Auto1 Group, headquartered in Berlin, Germany, is a leading player in the European online car trading industry. Founded in 2012, the company has rapidly expanded its operations across major markets, including France, Italy, and Spain, establishing itself as a trusted platform for buying and selling used vehicles. Specialising in digital car sales, Auto1 Group offers a unique marketplace that connects dealers and private sellers, streamlining the transaction process. Their innovative approach includes a comprehensive inspection service and a transparent pricing model, setting them apart in a competitive landscape. With a strong market position, Auto1 Group has achieved significant milestones, including a successful IPO in 2021. Their commitment to quality and customer satisfaction has solidified their reputation as a go-to destination for automotive transactions in Europe.
How does Auto1's carbon action stack up? DitchCarbon scores companies based on their carbon action and commitment to reducing emissions. Read about our methodology to learn more.
Mean score of companies in the Fuel Retail industry. Comparing a company's score to the industry average can give you a sense of how well the company is doing compared to its peers.
Auto1's score of 27 is higher than 55% of the industry.
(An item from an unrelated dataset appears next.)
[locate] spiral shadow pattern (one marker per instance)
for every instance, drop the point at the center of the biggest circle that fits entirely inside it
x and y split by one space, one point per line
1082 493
This can give you a sense of how well the company is doing compared to its peers.
In 2024, Auto1 reported total carbon emissions of approximately 8,661,000 kg CO2e from Scope 1 and 3,744,000 kg CO2e from Scope 2. This marks a significant increase in emissions compared to 2023, where total emissions were about 235,565,000 kg CO2e, with Scope 1 emissions at approximately 7,886,000 kg CO2e, Scope 2 at 448,000 kg CO2e, and Scope 3 emissions at around 227,232,000 kg CO2e. Over the years, Auto1 has shown fluctuations in its emissions profile. For instance, in 2022, total emissions were about 293,334,000 kg CO2e, with Scope 1 emissions at approximately 7,018,000 kg CO2e and Scope 2 at 312,000 kg CO2e. The company has not set specific reduction targets or initiatives as part of its climate commitments, and there are no emissions data cascaded from a parent organization. Auto1's emissions data reflects its operational impact, with a notable reliance on Scope 3 emissions, which accounted for the majority of its carbon footprint in previous years. The company continues to monitor its emissions but has yet to establish formal reduction targets or initiatives to mitigate its environmental impact.
Access structured emissions data, company-specific emission factors, and source documents
| 2019 | 2020 | 2021 | 2022 | 2023 | 2024 | |
|---|---|---|---|---|---|---|
| Scope 1 | 2,278,000 | 0,000,000 | 0,000,000 | 0,000,000 | 0,000,000 | 0,000,000 |
| Scope 2 | 222,000 | 000,000 | 000,000 | 000,000 | 000,000 | 0,000,000 |
| Scope 3 | 158,095,000 | 000,000,000 | 000,000,000 | 000,000,000 | 000,000,000 | - |
Auto1's Scope 3 emissions, which decreased by 21% last year and increased by approximately 44% since 2019, demonstrating supply chain emissions tracking. Nearly all of their carbon footprint comes from suppliers and value chain emissions, representing nearly all emissions under the GHG Protocol, with detailed category breakdown helping identify key emission sources across their value chain.
Climate goals typically focus on 2030 interim targets and 2050 net-zero commitments, aligned with global frameworks like the Paris Agreement and Science Based Targets initiative (SBTi) to ensure alignment with global climate goals.
Auto1 has not publicly committed to specific 2030 or 2050 climate goals through the major frameworks we track. Companies often set interim 2030 targets and long-term 2050 net-zero goals to demonstrate measurable progress toward decarbonization.